This isn’t what we meant by “Knights need to be chivalrous”

Lord Alfred Tennyson’s poem The Lady of Shalott  (not to be confused with an onion lady) is one of his more famous poems, and another one that touches on Arthurian mythology. While not directly about the Knights of Camelot, their most famous knight, Lancelot is central to the heart of this story.

It is because of Lancelot that the titular lady, who is trapped in a tower unable to leave or look at the outside world, ends up turning her head in a moment of weakness and giving into the curse, trying to follow the knight back to Camelot.

It is kind of interesting that this temptation happens because of Lancelot, as later Arthurian stories all have his affair with Arthur’s wife, Guinevere, be one of the major reasons for the fall of Camelot. In particular this reminds of me of one such modern adaptation: Fate/Zero’s rendition of Lancelot and Arthur and how this affair happens.

For context, King Arthur in Fate is a woman and thus didn’t really care for Guinevere romantically.

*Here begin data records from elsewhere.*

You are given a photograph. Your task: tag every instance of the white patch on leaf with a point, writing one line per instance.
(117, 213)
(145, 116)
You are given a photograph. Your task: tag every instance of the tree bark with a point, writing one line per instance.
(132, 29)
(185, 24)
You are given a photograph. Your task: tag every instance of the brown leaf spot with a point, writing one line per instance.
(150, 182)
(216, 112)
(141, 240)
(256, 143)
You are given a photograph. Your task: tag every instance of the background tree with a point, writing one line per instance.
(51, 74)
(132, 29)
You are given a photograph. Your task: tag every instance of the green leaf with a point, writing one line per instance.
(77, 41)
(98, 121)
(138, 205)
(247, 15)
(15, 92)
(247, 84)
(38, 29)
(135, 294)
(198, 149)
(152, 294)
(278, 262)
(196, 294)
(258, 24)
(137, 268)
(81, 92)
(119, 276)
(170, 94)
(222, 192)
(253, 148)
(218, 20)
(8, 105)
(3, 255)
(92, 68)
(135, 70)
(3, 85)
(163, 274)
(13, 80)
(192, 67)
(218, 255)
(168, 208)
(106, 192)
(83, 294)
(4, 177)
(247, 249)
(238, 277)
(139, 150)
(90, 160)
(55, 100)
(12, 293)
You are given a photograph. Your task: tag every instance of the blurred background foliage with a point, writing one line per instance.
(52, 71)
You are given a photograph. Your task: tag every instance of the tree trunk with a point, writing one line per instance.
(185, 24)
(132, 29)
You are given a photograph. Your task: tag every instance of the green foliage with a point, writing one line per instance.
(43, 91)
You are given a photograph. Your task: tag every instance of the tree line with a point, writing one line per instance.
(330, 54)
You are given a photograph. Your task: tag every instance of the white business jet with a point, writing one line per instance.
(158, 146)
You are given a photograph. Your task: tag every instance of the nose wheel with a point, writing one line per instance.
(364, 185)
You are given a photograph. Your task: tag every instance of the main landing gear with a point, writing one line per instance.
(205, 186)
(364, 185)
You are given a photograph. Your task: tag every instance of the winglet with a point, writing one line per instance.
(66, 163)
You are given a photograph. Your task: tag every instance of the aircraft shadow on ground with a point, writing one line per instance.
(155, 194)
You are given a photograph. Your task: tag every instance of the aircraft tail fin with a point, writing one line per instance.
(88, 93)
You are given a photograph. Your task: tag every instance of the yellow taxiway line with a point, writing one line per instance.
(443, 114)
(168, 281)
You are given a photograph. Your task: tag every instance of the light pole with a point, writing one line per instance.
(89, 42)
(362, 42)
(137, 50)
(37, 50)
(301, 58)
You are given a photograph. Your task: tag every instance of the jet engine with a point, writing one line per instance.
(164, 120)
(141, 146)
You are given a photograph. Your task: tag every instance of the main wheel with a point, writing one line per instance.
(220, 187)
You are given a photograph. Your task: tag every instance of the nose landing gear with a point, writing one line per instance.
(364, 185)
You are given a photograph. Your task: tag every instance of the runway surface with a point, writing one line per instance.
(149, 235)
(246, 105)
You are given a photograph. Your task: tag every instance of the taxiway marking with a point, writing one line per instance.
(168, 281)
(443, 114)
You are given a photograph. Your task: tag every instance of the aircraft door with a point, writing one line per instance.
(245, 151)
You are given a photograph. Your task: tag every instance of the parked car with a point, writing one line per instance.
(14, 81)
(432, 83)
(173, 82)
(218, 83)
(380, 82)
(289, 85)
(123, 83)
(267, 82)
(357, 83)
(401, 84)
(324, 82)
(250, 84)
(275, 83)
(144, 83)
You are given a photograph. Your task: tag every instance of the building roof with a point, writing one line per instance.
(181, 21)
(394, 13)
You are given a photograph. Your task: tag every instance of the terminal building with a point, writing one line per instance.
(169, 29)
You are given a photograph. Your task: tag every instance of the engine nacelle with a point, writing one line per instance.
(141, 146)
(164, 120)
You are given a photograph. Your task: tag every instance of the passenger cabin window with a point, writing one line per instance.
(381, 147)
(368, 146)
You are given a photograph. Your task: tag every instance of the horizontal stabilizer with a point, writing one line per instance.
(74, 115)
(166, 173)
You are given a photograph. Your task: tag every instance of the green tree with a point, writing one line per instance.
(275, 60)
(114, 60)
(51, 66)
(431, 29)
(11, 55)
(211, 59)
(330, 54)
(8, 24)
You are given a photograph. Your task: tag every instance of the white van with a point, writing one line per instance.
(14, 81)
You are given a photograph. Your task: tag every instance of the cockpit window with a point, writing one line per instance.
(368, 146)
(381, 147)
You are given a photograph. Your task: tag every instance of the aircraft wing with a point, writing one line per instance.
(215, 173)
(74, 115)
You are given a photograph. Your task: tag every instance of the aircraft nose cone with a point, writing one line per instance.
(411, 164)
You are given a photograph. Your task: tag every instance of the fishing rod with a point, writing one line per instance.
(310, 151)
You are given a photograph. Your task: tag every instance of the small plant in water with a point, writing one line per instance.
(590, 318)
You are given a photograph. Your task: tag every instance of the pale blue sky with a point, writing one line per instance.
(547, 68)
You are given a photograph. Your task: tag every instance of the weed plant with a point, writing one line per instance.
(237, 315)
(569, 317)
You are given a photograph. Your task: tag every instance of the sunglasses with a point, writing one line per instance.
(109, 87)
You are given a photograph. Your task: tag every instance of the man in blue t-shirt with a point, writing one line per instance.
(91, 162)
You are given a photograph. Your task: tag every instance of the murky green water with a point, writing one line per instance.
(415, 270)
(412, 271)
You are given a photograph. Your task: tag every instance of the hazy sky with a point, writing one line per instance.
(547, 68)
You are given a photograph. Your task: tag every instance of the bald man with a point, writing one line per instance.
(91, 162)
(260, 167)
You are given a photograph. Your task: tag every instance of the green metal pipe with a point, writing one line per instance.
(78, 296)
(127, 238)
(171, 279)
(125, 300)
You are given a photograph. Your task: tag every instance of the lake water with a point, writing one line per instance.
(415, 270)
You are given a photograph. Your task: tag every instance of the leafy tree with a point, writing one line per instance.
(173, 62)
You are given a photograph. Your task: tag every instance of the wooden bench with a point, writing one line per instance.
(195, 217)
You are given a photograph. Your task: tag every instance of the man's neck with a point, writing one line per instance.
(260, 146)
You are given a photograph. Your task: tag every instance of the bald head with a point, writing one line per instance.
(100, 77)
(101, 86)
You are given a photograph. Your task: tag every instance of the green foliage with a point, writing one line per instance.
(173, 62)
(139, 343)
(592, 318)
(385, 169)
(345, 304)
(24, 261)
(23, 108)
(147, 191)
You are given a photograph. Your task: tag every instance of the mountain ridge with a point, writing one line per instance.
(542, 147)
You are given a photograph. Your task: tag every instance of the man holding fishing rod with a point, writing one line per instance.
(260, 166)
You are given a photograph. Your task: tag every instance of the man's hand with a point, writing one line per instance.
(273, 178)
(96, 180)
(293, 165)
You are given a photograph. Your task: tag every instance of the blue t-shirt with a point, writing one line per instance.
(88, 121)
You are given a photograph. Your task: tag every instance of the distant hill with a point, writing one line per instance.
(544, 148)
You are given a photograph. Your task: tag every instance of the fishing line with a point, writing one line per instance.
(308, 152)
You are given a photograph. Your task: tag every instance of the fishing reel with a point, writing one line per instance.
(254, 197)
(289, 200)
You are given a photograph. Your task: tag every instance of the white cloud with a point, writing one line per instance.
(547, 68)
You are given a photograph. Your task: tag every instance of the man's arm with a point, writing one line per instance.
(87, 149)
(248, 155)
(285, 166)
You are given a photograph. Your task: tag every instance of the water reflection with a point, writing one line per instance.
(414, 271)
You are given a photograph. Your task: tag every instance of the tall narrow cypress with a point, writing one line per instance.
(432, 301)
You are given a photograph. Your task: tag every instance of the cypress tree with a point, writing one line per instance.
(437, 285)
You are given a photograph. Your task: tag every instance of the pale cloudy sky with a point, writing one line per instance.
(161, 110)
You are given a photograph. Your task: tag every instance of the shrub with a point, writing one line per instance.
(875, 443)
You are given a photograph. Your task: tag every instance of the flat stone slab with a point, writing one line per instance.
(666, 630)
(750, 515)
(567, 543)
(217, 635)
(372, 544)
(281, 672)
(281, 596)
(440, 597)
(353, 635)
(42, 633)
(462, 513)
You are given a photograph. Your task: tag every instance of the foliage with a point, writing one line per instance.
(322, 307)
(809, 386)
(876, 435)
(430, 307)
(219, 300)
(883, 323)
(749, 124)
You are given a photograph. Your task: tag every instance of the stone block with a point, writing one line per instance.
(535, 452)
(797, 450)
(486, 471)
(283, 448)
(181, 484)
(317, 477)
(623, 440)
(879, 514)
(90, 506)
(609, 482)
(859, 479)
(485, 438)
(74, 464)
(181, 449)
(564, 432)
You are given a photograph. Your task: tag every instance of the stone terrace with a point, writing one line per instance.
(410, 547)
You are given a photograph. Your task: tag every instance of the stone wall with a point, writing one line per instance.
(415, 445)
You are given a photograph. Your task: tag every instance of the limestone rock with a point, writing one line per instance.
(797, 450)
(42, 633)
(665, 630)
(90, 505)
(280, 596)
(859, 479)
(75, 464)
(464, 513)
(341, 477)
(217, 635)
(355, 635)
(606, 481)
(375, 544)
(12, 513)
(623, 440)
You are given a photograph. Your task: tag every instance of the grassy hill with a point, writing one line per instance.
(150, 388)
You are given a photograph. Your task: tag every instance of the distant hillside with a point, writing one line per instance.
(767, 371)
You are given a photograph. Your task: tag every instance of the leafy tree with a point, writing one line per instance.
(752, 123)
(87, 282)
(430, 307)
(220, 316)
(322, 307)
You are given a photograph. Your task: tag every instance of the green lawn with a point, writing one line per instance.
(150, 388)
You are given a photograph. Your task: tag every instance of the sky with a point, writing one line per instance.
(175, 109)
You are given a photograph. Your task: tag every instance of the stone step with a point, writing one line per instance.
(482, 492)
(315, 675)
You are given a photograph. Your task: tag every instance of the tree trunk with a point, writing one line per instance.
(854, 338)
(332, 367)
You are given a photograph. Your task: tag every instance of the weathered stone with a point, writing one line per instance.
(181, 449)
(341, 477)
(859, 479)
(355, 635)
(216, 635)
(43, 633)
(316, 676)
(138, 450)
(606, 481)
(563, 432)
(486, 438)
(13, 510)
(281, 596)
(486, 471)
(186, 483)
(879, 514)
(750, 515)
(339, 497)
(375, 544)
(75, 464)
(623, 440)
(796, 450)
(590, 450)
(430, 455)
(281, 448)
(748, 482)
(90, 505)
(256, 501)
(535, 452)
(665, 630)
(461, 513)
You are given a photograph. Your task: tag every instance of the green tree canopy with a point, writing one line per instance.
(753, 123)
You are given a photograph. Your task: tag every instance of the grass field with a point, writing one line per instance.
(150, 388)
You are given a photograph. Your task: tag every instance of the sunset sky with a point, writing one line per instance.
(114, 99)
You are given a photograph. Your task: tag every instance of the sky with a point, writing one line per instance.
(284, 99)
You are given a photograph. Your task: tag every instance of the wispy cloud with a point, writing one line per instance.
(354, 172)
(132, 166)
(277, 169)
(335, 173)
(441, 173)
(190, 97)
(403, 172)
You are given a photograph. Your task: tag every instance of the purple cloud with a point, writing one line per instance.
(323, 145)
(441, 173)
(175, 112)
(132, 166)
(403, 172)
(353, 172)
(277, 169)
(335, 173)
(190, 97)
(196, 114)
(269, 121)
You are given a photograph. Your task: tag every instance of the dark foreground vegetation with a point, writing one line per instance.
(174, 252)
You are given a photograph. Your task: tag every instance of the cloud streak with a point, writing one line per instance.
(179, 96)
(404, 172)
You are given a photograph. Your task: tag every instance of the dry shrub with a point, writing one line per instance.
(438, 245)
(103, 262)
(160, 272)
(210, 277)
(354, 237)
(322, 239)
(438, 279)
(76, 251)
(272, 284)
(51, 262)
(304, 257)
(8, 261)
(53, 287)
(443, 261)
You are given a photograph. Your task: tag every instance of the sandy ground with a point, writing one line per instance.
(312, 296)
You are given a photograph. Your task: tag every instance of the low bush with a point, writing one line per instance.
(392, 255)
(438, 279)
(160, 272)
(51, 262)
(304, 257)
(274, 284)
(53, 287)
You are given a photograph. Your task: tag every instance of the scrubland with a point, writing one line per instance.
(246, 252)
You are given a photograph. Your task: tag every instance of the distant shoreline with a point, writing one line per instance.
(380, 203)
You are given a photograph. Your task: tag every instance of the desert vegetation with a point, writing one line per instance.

She was also emotionally distant and only cared about the outside world and the wellbeing of Britain and Guinevere turned her attention to Lancelot in much the same way The Lady of Shalott did. In both these stories, a woman is tempted by the knight, a symbol of loyalty and Christian values, but in almost opposite ways. Fate’s Guinvere is tired of Arthur’s obsession with the outside world and seeks away from it, while the Lady of Shalott wants to head into the outside world and is lured into it.

Both these stories share the same values of female temptation and how it brought about their respective ruins (Guinvere helping cause the fall of Camelot, the Lady of Shalott’s death by curse), and both have one of the most important knights in Arthurian mythology who is normally a symbol of virtue cause this. I found it very interesting that both stories have very similar themes despite being very wildly far apart in terms of time period and medium, and just goes to show how influential and varied a broad work of fiction like Arthurian mythos be interpreted by others.


Fig 1: Lancelot from Fate/Zero. Hard to blame either lady for being tempted if he was actually this good looking.

One thought on “This isn’t what we meant by “Knights need to be chivalrous””

  1. It is definitely interesting that in The Lady of Shalott the tempter is male, and the one seduced is female. In all of the other texts that we’ve read that confront temptation, it manifests itself in the form of a temptress, who, in general, does not have her victim’s best interest at heart. Is this poem a warning to young women, urging them to stray far from men who are interested in all but marriage–as was “Goblin Market?” That does not seem to fit here, as Lancelot is gallant and noble, not a seedy character (though he did have an affair with Guinevere. But that was true love!!!). We do not know how the curse came about, but the ambiguity of it might lead one to believe that the Lady of Shalott is undeserving of such punishment, that it is a burden forced upon her by someone more powerful than she. Ahem, the patriarchy maybe?